Time-Optimal Sublinear Algorithms for Matching and Vertex Cover

We present a near-tight analysis of the average "query complexity" -- \`a la Nguyen and Onak [FOCS'08] -- of the randomized greedy maximal matching algorithm, improving over the bound of Yoshida, Yamamoto and Ito [STOC'09]. For any $n$-vertex graph of average degree $\bar{d}$, this leads to the following sublinear-time algorithms for estimating the size of maximum matching and minimum vertex cover, all of which are provably time-optimal up to logarithmic factors: $\bullet$ A multiplicative $(2+\epsilon)$-approximation in $\widetilde{O}(n/\epsilon^2)$ time using adjacency list queries. This (nearly) matches an $\Omega(n)$ time lower bound for any multiplicative approximation and is, notably, the first $O(1)$-approximation that runs in $o(n^{1.5})$ time. $\bullet$ A $(2, \epsilon n)$-approximation in $\widetilde{O}((\bar{d} + 1)/\epsilon^2)$ time using adjacency list queries. This (nearly) matches an $\Omega(\bar{d}+1)$ lower bound of Parnas and Ron [TCS'07] which holds for any $(O(1), \epsilon n)$-approximation, and improves over the bounds of [Yoshida et al.

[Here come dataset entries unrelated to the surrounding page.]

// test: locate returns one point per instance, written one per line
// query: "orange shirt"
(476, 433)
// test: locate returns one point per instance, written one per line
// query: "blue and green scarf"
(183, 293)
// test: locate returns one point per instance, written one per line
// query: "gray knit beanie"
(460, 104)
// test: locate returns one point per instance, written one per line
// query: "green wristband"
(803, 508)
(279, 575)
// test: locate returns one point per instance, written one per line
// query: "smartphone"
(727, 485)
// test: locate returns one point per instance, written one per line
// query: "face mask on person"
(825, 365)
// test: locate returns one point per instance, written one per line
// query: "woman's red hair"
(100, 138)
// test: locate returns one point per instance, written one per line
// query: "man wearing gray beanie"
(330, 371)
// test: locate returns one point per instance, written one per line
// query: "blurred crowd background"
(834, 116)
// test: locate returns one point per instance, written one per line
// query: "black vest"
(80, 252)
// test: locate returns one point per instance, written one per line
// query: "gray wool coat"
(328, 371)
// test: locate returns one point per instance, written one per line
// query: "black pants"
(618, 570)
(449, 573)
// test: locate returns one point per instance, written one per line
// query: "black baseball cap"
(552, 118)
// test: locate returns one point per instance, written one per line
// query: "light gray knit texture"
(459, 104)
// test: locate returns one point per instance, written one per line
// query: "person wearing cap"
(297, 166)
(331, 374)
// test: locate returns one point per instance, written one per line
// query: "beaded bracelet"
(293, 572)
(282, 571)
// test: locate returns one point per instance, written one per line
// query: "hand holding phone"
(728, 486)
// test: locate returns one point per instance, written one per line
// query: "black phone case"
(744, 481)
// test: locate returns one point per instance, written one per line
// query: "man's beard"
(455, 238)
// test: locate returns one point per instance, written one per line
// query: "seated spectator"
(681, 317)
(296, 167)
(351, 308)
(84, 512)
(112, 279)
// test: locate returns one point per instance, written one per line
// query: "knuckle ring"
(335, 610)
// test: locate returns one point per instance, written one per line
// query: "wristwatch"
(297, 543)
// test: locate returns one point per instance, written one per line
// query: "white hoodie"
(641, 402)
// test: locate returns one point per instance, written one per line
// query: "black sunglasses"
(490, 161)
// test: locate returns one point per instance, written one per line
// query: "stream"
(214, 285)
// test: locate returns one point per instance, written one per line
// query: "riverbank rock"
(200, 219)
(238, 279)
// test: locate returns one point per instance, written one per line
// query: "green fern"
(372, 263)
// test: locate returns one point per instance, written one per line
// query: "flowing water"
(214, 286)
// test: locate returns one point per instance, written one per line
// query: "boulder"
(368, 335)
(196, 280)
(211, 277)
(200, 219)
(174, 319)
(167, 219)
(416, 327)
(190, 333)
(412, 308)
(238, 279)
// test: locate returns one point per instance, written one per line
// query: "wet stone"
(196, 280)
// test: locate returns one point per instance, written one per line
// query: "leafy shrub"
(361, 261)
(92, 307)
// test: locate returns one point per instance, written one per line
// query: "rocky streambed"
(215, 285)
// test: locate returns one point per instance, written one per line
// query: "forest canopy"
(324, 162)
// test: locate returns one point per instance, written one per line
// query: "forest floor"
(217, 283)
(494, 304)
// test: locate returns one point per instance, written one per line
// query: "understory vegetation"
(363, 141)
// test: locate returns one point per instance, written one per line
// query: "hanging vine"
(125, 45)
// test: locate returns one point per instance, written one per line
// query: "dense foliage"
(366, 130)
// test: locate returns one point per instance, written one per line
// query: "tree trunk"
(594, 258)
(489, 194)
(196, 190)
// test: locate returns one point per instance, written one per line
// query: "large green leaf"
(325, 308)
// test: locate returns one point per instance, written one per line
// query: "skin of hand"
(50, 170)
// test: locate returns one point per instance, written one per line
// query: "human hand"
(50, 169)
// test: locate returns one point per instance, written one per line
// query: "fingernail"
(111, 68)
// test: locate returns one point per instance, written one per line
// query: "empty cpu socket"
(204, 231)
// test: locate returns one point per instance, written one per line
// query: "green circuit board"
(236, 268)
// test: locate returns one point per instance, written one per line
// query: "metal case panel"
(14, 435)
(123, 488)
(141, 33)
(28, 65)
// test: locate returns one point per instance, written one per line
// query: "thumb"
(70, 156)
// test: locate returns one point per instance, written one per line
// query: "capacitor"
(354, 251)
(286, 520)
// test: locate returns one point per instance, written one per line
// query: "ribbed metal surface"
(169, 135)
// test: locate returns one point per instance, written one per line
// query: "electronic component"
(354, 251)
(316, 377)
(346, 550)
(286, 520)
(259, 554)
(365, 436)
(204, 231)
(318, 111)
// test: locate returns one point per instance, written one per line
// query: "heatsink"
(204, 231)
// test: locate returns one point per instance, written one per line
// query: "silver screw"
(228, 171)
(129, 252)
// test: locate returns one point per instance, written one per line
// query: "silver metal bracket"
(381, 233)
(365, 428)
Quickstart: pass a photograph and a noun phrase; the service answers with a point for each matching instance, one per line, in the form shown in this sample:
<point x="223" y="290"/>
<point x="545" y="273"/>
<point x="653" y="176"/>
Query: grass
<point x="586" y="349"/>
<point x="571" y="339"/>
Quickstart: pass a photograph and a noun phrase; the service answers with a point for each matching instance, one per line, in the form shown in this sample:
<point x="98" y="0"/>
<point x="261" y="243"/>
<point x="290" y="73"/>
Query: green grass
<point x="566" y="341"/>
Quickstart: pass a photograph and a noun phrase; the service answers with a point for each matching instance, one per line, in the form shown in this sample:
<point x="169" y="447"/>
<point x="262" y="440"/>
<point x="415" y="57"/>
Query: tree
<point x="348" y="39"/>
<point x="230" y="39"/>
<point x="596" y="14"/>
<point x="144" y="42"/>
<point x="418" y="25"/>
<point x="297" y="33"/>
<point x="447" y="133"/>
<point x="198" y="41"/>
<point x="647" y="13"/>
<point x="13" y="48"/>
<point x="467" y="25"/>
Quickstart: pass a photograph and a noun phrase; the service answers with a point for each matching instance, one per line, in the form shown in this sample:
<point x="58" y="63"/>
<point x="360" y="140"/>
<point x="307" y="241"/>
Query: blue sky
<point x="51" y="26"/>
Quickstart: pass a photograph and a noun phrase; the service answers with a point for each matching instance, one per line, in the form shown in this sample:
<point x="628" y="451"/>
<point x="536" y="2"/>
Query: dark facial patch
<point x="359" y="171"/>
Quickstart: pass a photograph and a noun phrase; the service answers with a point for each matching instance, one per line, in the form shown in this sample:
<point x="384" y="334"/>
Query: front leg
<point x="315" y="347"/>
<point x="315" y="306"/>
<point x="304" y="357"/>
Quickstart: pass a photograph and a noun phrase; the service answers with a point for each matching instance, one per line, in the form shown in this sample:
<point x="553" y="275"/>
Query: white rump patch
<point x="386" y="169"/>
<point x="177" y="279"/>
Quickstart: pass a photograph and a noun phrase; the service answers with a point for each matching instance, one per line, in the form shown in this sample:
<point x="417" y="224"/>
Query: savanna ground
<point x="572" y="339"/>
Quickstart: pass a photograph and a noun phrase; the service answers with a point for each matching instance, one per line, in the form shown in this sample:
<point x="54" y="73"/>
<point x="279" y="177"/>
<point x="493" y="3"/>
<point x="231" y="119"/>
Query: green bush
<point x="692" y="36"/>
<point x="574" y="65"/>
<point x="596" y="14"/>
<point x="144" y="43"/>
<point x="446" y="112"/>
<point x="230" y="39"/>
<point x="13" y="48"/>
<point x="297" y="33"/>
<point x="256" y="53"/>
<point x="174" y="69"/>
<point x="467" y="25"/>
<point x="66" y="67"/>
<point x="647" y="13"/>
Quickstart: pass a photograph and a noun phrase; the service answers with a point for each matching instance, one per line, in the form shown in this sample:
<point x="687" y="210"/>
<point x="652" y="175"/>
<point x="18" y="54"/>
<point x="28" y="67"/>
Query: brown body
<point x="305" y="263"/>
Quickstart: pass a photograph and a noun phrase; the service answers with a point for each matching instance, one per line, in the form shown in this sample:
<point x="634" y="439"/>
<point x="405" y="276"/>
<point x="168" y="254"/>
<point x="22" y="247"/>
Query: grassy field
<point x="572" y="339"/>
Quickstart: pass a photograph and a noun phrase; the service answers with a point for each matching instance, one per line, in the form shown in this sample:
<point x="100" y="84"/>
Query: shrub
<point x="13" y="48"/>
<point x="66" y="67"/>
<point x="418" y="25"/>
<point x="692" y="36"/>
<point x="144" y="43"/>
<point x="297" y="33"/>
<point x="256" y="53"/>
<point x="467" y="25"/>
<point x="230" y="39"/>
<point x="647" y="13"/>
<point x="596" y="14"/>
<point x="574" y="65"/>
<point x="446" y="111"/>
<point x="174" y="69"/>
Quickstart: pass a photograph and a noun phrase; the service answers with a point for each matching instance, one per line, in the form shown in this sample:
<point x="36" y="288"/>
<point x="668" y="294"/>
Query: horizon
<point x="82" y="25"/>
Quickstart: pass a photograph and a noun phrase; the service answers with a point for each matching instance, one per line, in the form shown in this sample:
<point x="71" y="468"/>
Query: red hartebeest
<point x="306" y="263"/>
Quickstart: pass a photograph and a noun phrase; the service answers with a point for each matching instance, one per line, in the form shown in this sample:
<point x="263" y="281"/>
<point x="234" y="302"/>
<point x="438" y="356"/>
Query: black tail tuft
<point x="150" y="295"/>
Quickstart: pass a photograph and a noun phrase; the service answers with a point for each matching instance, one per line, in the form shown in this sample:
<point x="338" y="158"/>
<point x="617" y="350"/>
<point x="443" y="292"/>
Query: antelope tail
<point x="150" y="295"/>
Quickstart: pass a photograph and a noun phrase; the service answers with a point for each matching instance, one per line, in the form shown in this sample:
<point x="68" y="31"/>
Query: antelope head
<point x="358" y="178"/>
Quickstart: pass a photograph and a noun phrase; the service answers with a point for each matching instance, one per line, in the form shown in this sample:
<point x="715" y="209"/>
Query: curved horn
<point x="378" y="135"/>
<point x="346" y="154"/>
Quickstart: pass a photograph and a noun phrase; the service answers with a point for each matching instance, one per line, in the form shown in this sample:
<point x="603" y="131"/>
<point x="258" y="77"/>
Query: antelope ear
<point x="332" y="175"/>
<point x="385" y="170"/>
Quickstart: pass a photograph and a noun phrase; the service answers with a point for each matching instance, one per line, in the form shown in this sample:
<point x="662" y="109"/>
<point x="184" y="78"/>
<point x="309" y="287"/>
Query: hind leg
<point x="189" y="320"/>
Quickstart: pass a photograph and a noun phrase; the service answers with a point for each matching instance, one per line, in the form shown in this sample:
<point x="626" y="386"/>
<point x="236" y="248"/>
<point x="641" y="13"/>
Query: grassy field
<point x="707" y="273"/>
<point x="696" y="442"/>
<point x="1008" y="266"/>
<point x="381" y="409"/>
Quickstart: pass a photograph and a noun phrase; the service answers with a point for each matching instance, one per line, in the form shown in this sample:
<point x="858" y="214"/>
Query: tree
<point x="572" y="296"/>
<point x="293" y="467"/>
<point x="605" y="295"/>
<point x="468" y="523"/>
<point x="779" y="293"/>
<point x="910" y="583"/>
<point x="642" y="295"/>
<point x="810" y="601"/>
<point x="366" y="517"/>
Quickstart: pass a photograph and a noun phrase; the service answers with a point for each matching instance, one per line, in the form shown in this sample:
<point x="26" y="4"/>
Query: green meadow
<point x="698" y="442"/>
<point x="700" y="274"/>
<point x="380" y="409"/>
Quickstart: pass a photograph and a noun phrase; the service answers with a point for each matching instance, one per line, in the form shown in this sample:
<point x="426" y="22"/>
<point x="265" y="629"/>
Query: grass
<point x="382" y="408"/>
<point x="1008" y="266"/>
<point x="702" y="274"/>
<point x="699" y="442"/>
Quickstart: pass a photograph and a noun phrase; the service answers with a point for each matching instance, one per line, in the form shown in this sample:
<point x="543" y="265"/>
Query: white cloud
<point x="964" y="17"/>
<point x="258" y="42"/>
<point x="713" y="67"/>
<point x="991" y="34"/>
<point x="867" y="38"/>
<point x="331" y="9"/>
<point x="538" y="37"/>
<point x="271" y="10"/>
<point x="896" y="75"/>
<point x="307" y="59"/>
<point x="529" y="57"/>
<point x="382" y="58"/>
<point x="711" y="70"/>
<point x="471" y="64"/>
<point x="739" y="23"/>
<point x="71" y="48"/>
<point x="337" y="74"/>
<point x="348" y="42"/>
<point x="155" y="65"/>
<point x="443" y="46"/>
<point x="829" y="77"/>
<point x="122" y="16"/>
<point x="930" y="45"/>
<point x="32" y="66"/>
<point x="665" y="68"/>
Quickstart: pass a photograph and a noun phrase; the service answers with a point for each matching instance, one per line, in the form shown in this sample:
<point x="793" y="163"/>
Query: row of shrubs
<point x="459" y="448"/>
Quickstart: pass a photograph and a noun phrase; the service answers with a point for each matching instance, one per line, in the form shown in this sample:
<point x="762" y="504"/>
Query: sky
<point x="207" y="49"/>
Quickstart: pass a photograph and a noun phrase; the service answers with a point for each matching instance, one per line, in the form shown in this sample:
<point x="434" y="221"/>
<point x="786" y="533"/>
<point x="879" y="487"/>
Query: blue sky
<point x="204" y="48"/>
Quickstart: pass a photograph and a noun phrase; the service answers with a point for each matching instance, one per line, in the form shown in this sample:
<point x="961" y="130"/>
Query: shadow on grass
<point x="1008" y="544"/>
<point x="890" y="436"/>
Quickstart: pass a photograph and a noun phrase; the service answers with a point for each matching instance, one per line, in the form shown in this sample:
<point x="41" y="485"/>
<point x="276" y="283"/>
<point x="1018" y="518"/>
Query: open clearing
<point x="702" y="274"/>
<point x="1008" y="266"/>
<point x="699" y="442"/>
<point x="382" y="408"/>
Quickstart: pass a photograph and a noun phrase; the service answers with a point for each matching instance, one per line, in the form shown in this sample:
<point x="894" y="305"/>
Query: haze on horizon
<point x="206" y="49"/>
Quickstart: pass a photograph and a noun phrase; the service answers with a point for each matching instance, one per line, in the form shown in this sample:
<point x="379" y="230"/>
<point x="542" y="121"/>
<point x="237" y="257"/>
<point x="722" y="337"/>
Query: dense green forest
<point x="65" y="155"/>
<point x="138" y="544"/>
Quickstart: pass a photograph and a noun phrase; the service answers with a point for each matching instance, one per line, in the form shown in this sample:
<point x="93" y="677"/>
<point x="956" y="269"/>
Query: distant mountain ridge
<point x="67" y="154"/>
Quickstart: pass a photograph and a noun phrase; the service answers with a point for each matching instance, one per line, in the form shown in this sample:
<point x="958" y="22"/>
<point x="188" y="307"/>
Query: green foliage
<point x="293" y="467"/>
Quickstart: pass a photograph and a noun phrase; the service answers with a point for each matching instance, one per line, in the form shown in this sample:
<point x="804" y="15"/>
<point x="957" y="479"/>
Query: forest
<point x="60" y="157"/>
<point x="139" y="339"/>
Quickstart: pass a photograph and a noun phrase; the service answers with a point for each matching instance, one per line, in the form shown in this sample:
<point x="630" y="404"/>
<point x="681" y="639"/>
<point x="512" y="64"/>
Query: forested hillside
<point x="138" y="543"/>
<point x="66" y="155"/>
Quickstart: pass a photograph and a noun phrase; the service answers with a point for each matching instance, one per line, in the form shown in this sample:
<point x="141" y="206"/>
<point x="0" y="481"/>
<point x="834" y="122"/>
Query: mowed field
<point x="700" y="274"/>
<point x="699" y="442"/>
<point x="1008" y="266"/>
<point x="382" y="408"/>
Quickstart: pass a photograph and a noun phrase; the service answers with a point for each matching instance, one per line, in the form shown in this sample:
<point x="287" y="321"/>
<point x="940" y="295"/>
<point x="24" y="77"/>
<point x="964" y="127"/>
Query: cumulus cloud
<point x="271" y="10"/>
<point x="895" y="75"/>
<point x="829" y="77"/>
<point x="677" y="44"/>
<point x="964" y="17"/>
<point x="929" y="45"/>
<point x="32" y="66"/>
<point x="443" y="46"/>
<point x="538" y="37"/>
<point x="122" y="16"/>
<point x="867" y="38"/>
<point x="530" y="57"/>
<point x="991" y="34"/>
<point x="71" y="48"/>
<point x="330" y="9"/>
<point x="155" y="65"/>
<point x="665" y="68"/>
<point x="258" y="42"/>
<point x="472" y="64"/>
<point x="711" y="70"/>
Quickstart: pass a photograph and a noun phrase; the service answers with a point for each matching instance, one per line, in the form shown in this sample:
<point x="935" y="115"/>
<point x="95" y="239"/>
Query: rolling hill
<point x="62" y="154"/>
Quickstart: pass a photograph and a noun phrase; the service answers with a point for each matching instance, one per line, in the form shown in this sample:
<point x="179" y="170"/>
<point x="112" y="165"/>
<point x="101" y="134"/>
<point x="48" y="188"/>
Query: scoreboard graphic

STOC'09; Onak et al. SODA'12] and [Kapralov et al. SODA'20]: The former two take at least quadratic time in the degree which can be as large as $\Omega(n^2)$ and the latter obtains a much larger approximation. $\bullet$ A $(2, \epsilon n)$-approximation in $\widetilde{O}(n/\epsilon^3)$ time using adjacency matrix queries. This (nearly) matches an $\Omega(n)$ time lower bound in this model and improves over the $\widetilde{O}(n\sqrt{n})$-time $(2, \epsilon n)$-approximate algorithm of [Chen, Kannan, and Khanna ICALP'20]. It also turns out that any non-trivial multiplicative approximation in the adjacency matrix model requires $\Omega(n^2)$ time, so the additive $\epsilon n$ error is necessary too. As immediate corollaries, we get improved sublinear time estimators for (variants of) TSP and an improved AMPC algorithm for maximal matching.